Ansonsten muss ich sagen, habe ich schon deutlich bessere Geschichten der Autorin gelesen. Die Idee hinter der Geschichte fand ich zwar richtig gut und das Buch war auch an sich wieder gut geschrieben, nur wirkte es einfach viel oberflächlicher, als ich es ansonsten von der Autorin gewohnt war. Die Charaktere wirkten mir oftmals nicht so richtig durchdacht und es konnten mir auch weder Jemina noch Rick wirklich sympathisch werden. Zumal ich mich auch manchmal bei der Handlung ehrlich fragen musste, was das jetzt soll, was sie da machen bzw. warum so vieles so einfach läuft.
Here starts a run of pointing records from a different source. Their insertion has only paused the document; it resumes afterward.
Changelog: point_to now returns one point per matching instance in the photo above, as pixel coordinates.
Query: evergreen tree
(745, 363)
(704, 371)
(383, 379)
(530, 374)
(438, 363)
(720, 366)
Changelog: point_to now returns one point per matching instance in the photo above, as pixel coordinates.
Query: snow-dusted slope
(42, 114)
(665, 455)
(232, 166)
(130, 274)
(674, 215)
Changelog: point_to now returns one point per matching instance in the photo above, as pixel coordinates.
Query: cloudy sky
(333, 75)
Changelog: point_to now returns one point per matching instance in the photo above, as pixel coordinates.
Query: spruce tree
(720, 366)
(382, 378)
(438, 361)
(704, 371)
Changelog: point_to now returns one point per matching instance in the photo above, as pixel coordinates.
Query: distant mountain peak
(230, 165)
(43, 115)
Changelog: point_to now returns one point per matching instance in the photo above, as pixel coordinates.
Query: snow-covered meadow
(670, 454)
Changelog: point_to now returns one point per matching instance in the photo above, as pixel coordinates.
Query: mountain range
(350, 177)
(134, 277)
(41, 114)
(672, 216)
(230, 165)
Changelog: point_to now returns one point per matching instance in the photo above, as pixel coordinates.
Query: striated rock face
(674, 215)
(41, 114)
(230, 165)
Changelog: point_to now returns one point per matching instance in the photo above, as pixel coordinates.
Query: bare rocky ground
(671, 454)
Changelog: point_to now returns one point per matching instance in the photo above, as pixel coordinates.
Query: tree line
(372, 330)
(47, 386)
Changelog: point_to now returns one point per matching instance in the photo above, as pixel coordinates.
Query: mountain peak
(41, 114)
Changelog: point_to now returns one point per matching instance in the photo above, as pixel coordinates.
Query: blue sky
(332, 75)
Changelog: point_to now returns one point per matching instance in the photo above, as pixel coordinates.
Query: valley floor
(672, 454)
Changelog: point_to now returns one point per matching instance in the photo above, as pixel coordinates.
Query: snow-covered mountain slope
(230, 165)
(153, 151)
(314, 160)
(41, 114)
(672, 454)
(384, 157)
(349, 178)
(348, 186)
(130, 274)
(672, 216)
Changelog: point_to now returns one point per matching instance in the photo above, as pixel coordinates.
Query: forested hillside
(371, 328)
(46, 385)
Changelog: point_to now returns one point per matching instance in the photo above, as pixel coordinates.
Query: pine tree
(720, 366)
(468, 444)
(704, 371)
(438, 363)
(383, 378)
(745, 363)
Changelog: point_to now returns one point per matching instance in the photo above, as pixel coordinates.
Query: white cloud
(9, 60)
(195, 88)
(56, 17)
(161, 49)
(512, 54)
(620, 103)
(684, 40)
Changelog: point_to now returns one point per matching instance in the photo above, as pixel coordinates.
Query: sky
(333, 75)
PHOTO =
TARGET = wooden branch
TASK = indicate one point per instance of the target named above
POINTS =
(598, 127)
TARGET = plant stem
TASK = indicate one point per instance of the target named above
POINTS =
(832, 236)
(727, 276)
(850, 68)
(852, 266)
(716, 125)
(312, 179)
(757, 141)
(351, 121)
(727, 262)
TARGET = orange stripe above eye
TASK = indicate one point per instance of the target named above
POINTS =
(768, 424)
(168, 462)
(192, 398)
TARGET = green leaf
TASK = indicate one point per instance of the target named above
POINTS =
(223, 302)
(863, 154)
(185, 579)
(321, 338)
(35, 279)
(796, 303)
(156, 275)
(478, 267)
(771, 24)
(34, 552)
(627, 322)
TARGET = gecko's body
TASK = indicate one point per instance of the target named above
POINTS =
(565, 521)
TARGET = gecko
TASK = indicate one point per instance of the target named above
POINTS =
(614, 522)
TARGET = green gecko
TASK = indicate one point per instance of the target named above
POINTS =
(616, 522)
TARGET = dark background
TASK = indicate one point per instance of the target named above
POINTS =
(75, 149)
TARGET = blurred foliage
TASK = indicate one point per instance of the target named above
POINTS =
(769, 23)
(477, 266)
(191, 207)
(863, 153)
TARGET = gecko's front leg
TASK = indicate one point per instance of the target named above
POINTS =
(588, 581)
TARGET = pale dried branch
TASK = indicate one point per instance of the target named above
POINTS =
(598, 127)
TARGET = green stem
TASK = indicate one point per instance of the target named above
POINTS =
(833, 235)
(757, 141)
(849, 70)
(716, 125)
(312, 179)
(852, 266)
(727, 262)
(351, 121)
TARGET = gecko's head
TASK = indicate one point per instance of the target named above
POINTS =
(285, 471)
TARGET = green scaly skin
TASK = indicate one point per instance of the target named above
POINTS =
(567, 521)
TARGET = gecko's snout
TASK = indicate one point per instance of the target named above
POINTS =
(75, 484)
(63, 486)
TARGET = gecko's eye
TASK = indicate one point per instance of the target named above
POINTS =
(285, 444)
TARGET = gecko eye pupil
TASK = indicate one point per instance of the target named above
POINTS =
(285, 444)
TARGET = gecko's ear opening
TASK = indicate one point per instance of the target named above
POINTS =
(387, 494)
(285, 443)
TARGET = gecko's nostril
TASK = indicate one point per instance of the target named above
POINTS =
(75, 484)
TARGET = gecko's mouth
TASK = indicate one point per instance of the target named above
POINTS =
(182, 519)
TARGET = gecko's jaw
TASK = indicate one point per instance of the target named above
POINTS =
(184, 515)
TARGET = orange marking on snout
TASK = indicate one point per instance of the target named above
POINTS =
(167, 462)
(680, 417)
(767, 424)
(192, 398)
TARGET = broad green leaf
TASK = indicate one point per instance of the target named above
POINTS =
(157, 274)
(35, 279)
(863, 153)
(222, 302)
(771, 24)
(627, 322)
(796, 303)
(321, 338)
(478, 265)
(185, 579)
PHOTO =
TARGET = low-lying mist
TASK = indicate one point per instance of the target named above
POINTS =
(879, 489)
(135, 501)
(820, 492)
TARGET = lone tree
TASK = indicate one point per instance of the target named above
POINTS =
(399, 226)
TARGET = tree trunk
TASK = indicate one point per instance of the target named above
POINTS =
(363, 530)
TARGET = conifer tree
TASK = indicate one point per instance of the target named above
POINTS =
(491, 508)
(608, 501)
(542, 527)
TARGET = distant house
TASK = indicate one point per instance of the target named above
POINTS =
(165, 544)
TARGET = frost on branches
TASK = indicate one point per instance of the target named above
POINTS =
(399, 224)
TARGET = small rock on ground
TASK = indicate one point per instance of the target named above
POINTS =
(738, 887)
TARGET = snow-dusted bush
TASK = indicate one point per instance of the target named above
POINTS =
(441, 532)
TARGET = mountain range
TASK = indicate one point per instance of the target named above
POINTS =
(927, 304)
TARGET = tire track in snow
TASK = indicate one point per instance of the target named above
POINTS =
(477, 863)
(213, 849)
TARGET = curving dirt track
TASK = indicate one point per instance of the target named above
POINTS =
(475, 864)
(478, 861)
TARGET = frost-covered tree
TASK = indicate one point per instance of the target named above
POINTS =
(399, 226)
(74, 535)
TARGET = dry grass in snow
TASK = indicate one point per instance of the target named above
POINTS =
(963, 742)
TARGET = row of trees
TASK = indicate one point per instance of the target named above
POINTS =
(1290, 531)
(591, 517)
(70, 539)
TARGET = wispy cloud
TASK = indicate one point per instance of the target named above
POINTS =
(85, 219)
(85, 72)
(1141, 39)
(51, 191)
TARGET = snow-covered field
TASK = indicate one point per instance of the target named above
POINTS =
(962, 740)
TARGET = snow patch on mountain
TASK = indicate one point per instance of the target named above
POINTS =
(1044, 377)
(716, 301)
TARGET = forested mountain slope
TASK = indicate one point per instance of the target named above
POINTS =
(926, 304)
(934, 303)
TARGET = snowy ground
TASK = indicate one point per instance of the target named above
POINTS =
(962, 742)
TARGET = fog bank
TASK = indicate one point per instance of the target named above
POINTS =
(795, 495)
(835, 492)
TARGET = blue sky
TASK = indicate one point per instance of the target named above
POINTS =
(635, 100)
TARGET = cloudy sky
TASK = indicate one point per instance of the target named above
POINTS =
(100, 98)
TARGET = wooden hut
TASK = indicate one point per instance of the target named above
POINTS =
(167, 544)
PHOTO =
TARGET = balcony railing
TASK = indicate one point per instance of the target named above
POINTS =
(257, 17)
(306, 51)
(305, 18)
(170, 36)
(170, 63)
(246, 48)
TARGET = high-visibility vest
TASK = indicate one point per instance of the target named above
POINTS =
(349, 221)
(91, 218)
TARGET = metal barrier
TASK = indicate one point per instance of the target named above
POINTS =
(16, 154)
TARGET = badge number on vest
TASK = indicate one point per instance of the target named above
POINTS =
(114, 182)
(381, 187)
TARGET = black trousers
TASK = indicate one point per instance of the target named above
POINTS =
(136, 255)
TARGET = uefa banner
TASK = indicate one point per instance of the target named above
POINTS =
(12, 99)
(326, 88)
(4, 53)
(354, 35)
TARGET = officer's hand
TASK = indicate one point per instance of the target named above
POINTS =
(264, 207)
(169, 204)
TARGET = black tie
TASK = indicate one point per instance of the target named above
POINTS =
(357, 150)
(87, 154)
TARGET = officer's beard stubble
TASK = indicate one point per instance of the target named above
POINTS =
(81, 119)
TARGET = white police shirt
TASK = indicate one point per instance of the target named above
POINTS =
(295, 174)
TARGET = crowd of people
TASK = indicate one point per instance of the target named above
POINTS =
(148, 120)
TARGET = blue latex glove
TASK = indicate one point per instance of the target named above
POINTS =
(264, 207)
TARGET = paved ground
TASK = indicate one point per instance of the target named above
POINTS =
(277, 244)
Oft hatte ich einfach das Gefühl, dass sich die Probleme in Luft aufzulösen schienen oder wenn sie mal etwas größer waren, fast schon zu einfach zu bewältigen waren.

Dabei fehlte mir einfach etwas, das ich sonst bei den Büchern von Monika Felten immer hatte, nämlich das Gefühl, dass die Welt und die Charaktere wirklich gut durchdacht waren und es dazu auch noch eine spannende Handlung gab. Die Handlung an sich war in Ordnung, wenn auch halt einfach oft zu konsequenzlos und auch ab und an etwas undurchdacht. Ebenso kamen mir die Charaktere und die Welt leider auch vor, oberflächlich vollkommen in Ordnung, aber wirklich mehr war da einfach nicht. Zumal Jemina in meinen Augen auch oft sehr seltsam gehandelt hat, so dass es für mich nicht immer ganz zusammenpassen wollte.

Es war zwar also ganz schön zu lesen, aber irgendwie fehlte einfach etwas, um die Geschichte wirklich gut zu machen, obwohl die Idee richtig gut klang, aber wenigstens schaut das Buch im Regal klasse aus!